Steph stated that this had been one of the levers into the work which was now being progressed. A lot of devices rely on broadband so another workstream was piloting new devices and they had just awarded a NEPO contract in relation to this and the first two lots had gone live and another two were due to go live in the near future. Steph advised that they are working with technical providers with a view to devising solutions to problems.

 

The OSC asked if they could have an update on this work going forwards

 

Steph advised that the OSC was due to receive a briefing in relation to assisted technology in due course and an update on this work would be included in that.

 

The OSC noted that there are social tariffs for broadband and queried whether there were significant advantages and whether the Council was making people aware of this via places such as foodbanks.

 

Steph advised that there are many warm spaces which are promoted by the Council in partnership with others that have digital connectivity and this another reason for people to use those spaces.
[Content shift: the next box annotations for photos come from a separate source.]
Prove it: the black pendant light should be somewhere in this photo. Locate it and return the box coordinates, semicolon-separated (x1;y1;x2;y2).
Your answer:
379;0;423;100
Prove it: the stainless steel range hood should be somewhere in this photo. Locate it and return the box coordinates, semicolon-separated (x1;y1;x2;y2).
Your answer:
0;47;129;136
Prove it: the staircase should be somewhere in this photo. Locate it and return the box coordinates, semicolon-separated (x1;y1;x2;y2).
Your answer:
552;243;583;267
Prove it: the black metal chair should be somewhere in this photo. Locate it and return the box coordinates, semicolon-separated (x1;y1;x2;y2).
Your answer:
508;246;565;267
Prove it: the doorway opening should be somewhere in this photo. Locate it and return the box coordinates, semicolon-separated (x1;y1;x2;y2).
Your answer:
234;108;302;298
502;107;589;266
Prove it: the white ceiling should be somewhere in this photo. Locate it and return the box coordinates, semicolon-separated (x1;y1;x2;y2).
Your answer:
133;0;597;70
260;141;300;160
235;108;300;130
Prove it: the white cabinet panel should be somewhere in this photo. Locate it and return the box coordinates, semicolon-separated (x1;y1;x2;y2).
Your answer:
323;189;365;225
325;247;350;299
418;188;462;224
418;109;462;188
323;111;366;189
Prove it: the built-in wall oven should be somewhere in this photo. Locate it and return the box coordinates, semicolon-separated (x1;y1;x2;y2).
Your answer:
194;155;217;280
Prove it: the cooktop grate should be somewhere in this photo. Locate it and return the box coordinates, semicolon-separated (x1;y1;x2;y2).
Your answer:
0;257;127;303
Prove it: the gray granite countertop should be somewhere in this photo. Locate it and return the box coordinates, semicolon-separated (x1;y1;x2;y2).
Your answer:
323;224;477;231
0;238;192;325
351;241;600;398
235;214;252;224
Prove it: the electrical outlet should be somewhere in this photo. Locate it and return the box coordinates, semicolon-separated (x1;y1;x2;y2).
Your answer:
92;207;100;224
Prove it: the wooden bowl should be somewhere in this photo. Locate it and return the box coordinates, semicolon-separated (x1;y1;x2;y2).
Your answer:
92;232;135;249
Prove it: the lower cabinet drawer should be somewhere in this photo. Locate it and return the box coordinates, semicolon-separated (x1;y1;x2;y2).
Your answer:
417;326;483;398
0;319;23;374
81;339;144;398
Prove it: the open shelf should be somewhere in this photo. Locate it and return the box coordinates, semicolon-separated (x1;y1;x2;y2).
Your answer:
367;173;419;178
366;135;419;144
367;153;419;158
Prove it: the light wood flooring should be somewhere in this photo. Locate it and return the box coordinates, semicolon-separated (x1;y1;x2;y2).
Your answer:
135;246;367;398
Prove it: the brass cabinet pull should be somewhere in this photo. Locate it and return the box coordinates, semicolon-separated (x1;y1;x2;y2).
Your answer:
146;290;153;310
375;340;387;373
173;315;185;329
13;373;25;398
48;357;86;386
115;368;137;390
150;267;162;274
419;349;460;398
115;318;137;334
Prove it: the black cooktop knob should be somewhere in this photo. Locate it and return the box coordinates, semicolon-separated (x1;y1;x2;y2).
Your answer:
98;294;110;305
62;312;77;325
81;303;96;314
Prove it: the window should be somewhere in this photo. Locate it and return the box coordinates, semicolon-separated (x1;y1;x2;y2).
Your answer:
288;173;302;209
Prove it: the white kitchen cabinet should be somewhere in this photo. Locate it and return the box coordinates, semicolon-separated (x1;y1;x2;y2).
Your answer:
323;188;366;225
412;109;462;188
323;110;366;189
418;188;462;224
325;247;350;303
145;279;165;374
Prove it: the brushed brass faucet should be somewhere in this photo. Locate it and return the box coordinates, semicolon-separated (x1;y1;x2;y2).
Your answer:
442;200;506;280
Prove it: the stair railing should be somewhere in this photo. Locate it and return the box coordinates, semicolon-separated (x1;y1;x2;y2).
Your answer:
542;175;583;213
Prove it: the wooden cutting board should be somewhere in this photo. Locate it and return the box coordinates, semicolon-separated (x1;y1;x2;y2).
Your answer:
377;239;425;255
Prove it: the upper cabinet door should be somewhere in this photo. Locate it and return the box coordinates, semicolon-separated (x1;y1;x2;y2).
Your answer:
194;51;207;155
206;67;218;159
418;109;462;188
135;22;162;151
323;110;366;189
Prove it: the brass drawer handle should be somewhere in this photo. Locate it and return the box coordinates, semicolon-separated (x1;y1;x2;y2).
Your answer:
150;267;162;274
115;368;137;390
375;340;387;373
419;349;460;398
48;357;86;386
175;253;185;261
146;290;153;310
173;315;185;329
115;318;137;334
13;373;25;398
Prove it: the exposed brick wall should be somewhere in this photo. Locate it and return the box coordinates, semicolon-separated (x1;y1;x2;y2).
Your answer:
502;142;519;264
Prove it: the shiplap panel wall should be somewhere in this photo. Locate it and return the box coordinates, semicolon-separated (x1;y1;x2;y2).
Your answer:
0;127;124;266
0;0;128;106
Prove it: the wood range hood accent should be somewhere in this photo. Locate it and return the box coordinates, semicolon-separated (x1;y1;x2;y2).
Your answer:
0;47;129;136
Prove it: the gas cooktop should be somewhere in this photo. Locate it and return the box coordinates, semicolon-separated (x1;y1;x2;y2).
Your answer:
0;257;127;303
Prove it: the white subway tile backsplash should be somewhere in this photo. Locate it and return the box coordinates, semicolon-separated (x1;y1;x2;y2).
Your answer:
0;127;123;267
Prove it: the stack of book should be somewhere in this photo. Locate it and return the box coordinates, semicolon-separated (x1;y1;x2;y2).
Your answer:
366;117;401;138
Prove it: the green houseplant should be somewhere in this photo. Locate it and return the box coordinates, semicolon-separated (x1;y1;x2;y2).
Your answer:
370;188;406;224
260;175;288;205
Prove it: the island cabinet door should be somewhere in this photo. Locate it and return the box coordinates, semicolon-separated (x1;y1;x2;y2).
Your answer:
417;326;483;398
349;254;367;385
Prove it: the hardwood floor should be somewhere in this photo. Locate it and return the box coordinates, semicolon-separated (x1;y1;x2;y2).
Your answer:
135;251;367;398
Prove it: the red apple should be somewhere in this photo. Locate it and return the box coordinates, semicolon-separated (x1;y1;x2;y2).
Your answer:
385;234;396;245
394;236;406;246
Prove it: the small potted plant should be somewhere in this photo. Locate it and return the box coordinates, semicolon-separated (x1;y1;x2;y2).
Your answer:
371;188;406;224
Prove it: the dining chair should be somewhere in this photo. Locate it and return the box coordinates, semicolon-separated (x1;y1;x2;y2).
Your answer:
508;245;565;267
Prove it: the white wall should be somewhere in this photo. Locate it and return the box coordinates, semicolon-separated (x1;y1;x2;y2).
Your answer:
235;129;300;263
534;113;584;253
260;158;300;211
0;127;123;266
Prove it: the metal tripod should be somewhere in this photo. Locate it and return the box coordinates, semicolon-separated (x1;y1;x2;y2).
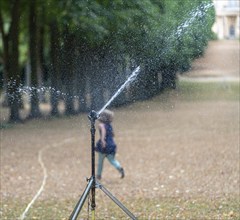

Steph stated that they are looking at the Council, Trusts and University who are all spending a great deal on devices and connectivity and how they can use social value to influence BT etc to give low or very low cost internet.

 

The OSC noted that during Covid home visits to provide oxygen monitors were linked with mental health first aid to combat loneliness and it was queried whether this could also be progressed via this work as there are some individuals who are attending GP practices due to loneliness rather than medical issues.

 

Steph advised that the Council was working with Edberts House around social prescribing to pick up those individuals who are approaching GP practices for social reasons rather than medical. Steph also advised that they were working with Connected Voice who manage Our Gateshead to provide QR codes which can take individuals to the Our Gateshead website which details a wide range of support.

 

The OSC highlighted the issue of online scams as a potential reason for some individuals failing to use digital resources.

 

Steph acknowledged that this is an issue and that a key area is not just to teach people the skills to use technology but also how to stay safe on line so that they can use technology confidently.

 

 

RESOLVED                      That the views of the OSC be noted.